La dernière livraison de la Lettre d’information de la Fédération nationale des chasseurs est divertissante et instructive. On démarre par les éructations rituelles de M. Schraen, le président de ladite fédération, qui vomit sa haine des « anti-tout » écolos -lesquels confondraient « action et interdiction »– avant de se draper dans une pathétique posture gaullienne (« Je compte sur vous. J’ai besoin de vous »), confirmant au passage que le ridicule est moins létal qu’un fusil de chasse.
La suite vaut qu’on s’y arrête. « La FNC, apprend-on, a souhaité inscrire dans la loi, lors de la dernière réforme de la chasse, l’obligation faite à tous les chasseurs, tous les 10 ans, de suivre une formation sécurité décennale (…). Cette formation dispensée en présentiel ou en ligne (…) a commencé depuis quelques mois malgré les difficultés liées à la crise sanitaire. L’objectif est de former 100 000 chasseurs par an.»

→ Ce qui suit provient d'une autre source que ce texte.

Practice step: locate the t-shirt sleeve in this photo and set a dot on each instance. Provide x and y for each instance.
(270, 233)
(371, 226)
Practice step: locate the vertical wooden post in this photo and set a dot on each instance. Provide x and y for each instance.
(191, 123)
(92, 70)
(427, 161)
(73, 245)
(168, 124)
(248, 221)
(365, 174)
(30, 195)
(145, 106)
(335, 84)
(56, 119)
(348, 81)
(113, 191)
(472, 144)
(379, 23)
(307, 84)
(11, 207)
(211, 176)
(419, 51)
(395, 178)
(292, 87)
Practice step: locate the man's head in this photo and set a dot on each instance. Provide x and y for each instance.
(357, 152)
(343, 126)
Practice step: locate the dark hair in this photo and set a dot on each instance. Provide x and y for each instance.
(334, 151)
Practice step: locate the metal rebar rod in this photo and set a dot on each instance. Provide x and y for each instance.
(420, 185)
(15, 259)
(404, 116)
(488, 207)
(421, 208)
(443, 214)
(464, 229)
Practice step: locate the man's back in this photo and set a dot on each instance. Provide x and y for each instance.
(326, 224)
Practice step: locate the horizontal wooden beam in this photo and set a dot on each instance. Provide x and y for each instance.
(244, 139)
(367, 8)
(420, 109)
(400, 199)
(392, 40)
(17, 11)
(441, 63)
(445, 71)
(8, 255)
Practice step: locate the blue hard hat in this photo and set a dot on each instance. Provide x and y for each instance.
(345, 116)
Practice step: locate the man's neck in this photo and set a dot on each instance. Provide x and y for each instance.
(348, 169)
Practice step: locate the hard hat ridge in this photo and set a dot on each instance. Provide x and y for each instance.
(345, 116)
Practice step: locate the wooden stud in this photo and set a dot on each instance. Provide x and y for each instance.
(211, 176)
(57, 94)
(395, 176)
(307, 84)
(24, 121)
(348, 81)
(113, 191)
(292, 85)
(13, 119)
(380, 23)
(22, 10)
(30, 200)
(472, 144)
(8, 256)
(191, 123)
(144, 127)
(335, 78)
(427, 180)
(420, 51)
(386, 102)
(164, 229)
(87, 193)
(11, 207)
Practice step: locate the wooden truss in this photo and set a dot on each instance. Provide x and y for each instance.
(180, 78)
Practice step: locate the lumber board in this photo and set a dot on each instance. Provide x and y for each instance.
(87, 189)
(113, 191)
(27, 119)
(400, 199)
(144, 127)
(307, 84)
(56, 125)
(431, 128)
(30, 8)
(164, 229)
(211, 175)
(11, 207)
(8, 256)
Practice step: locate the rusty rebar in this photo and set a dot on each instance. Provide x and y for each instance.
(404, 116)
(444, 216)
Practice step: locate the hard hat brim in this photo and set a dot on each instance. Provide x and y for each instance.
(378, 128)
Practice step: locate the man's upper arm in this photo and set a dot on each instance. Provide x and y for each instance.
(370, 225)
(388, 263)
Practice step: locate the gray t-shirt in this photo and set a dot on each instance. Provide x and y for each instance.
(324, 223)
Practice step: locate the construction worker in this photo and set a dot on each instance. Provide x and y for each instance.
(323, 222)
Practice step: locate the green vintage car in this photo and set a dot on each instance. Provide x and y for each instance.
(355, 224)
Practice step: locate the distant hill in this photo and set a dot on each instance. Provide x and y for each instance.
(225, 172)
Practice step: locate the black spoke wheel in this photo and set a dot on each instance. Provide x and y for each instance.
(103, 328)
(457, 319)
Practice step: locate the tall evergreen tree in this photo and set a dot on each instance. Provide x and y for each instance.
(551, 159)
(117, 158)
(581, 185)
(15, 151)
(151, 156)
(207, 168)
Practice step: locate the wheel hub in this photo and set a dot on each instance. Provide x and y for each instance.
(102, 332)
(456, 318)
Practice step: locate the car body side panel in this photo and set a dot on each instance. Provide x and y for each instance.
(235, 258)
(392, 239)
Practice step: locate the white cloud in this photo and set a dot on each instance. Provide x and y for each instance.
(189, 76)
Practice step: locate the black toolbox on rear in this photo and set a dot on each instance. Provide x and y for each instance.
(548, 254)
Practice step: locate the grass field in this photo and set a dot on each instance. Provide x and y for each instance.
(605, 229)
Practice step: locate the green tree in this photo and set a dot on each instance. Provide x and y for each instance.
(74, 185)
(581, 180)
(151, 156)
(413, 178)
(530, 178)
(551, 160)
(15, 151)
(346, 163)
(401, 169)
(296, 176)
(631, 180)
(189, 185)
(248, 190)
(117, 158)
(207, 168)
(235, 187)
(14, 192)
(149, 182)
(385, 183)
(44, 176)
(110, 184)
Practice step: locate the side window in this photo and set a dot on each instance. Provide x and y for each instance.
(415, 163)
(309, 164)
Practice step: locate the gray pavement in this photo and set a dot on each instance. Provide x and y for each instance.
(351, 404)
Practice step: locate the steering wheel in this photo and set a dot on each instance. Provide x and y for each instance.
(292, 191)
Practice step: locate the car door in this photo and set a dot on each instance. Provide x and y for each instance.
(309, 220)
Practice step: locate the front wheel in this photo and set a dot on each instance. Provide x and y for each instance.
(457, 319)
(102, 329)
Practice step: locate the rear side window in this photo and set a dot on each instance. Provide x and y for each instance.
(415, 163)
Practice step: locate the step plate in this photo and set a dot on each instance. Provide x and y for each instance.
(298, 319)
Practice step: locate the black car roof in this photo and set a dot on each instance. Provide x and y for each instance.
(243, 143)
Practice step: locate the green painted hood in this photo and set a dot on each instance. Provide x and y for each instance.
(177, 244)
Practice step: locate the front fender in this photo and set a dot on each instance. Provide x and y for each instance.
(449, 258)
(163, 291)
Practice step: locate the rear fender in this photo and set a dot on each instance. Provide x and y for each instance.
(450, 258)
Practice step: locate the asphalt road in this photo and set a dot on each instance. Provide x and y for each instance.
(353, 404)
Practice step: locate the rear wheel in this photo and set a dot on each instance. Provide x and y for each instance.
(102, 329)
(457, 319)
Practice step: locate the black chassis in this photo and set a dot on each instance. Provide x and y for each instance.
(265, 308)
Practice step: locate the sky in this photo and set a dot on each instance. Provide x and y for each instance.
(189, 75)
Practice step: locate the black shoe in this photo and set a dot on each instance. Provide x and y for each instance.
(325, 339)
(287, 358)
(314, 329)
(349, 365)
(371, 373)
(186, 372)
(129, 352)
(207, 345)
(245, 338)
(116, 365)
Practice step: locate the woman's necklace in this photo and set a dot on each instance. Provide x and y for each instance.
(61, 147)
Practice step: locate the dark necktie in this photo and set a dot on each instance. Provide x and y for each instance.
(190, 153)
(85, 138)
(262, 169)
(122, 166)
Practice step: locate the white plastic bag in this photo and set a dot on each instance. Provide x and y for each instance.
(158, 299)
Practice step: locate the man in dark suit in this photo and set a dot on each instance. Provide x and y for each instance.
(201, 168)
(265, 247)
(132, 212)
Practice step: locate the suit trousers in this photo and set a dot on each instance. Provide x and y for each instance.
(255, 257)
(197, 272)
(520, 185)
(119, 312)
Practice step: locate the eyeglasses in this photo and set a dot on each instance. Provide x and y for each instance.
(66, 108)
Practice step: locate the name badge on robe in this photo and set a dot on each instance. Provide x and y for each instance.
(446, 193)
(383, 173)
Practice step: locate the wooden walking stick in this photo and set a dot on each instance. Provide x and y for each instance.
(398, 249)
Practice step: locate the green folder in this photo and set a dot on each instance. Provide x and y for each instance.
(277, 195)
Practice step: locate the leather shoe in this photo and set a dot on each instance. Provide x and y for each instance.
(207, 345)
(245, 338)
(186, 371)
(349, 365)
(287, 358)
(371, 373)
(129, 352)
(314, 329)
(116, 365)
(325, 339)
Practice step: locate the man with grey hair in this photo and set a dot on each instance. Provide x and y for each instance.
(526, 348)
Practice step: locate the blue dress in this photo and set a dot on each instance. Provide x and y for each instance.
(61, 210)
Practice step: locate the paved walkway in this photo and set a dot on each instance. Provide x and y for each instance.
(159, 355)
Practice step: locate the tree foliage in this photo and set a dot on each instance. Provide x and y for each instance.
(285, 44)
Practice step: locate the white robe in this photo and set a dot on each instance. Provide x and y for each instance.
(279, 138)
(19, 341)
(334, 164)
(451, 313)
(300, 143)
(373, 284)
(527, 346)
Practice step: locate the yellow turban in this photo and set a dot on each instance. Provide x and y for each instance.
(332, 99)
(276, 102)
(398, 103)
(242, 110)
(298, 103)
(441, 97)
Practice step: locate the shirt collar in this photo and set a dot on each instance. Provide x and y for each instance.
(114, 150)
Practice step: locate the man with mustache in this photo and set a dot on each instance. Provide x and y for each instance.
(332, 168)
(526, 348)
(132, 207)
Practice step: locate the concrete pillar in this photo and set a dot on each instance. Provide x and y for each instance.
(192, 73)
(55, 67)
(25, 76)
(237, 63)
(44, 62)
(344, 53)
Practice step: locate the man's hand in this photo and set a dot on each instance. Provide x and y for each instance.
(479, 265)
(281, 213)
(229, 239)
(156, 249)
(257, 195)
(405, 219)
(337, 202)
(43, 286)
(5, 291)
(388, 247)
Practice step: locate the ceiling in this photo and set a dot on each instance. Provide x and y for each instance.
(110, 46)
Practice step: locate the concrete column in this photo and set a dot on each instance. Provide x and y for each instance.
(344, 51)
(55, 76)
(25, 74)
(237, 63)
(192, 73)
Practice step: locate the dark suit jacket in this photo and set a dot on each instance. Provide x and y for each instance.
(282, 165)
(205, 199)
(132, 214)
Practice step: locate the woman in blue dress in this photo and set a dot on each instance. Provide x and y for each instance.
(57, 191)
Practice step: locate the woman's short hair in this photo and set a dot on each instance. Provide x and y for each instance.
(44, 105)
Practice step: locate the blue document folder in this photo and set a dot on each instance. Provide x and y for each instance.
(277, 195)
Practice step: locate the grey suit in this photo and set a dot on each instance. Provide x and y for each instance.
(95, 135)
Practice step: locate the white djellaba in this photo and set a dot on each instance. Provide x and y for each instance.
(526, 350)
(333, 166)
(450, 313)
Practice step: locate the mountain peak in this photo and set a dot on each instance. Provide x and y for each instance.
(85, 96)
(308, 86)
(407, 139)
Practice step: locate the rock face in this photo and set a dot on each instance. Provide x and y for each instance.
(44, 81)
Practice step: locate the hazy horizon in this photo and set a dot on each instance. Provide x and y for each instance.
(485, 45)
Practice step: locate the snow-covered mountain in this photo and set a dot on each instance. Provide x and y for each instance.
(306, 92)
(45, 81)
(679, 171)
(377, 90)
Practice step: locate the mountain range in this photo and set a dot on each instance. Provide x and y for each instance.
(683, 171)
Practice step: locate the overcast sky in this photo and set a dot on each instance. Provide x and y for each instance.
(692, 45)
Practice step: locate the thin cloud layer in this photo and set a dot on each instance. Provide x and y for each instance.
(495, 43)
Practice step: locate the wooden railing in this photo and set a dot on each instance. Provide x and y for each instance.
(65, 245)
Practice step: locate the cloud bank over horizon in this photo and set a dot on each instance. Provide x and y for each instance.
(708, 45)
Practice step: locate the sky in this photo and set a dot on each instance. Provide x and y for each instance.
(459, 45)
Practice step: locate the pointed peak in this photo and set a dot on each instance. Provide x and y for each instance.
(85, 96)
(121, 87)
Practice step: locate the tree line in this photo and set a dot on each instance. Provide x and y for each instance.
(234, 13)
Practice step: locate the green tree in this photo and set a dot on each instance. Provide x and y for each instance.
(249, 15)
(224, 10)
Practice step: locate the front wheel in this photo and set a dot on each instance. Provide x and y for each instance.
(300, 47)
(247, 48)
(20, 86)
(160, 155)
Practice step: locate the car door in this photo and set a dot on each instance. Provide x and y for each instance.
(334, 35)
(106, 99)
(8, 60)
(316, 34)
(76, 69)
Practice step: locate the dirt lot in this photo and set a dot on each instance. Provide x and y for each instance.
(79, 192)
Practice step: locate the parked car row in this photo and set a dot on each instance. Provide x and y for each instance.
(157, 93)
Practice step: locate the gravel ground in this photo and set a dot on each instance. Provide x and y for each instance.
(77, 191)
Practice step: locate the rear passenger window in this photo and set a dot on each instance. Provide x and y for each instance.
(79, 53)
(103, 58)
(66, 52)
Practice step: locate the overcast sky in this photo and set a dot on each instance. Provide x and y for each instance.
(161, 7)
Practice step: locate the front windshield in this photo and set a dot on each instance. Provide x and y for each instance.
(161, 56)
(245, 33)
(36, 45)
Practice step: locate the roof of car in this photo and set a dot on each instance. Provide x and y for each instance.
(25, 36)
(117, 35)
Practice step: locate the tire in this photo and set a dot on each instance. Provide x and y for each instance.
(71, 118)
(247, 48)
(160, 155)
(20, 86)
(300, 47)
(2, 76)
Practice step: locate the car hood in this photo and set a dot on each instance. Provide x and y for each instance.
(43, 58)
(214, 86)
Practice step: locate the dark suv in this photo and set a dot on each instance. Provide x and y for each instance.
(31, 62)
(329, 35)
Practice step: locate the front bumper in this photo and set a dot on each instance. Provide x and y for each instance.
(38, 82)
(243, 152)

Voilà qui mérite d’être dégusté lentement : « la FNC a souhaité inscrire dans la loi » ? Il appartiendrait donc, désormais, à une fédération d’écrire la loi ? A quoi bon, dès lors, s’encombrer d’un parlement, d’un gouvernement, toutes ces institutions un peu désuètes pourtant réceptives, d’ordinaire, aux injonctions des tartarins de M. Schraen ? Quant à « l’objectif » de 100 000 formations par an, la belle affaire : il y a 1 million de chasseurs en France. A raison d’une formation tous les dix ans, il faut donc bien en former 100 000 par an. Mais si c’est dans la loi, comment peut-il s’agir d’un « objectif » et non d’une obligation ? En bref, la FNC écrit sa propre loi, et voit ensuite si l’objectif de l’appliquer peut ou non être atteint.
La rédaction de ce texte révèle un inconscient qui vaut son pesant d’aveu : la FNC se considère détentrice d’une « loi privée », qu’elle fixe et applique à sa guise. Étymologiquement, un privi-lège.